Its knowing when you’re past learning, winning them over or solving the dispute. It’s when the very essence of you is disappearing and along with it, your confidence, your smile, and your best work.
You lose you.
The hardest choices are the best choices.
Two things remain to be said. The first is what to do.
You’re losing you. Your strengths can no longer be played, because you’re trying so hard to play a game that so fundamentally doesn’t work for you, that you’ve long forgotten what you used to love about your job. It’s time to let go.
The women who settled with her employer after they sacked her at eight months, went on to have another baby, get a better job, and is now happier in life and her career than ever before. A guy that had bent himself into a pretzel to please a mean-spirited bully of a boss, has gone on to the do his boss’ job at a competitor. That guy caught in a company culture that rewarded the worst possible behaviour and made him question his own values, well he’s now taking a few years as the ‘parent’ while his wife leaps into a massive job that needs enormous support. That woman who spent two years with a boss who’s yet to make a decision – any decision – who’s now running a bigger team and making great decisions left right and centre. The list is endless.
The limits of this Metaphor
The last point to be made is that you’re not part of science experiment. From those terrible situations or people that grind you to dust, you can recover. You may feel denatured, and pretty worthless, but with a little love and attention, especially from yourself, you’ll come back even better.

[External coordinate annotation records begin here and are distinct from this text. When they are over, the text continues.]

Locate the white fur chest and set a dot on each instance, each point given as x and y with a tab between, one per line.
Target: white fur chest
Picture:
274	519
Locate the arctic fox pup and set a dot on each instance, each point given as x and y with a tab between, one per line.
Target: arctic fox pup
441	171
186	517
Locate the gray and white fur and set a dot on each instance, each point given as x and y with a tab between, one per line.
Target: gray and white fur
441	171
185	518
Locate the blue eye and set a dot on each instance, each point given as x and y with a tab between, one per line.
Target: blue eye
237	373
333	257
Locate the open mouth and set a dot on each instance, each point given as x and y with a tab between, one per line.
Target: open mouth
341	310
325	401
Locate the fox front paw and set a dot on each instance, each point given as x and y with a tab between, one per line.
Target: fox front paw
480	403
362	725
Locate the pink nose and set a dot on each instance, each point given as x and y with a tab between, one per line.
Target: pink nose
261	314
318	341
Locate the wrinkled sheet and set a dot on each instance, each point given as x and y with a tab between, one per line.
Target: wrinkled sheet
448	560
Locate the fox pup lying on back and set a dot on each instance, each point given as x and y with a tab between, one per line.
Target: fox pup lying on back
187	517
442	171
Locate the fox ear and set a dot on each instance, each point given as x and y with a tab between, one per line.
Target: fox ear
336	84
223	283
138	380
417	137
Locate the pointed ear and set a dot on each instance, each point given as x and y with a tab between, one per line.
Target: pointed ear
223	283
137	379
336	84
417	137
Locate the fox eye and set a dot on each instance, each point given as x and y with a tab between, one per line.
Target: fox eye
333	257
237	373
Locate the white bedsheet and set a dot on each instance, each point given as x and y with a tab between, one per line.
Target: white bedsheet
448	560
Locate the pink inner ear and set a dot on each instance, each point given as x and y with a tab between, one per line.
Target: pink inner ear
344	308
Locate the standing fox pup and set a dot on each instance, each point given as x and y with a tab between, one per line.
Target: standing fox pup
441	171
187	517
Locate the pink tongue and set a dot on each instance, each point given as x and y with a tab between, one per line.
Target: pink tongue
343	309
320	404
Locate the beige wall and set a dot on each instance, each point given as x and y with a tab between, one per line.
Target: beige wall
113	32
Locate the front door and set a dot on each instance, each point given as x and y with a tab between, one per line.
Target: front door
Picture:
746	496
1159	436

My advice, and it is a little crude, is that there’s a point when you leave arseholes to work by themselves. Trust me from coaching so many through this and from personal experience, when I say, there’s a moment when life – and the people who love you most – are worth more than winning over a person or an environment that is denaturing the very essence of who you are. Walking away will be the very best decision you’ve ever made.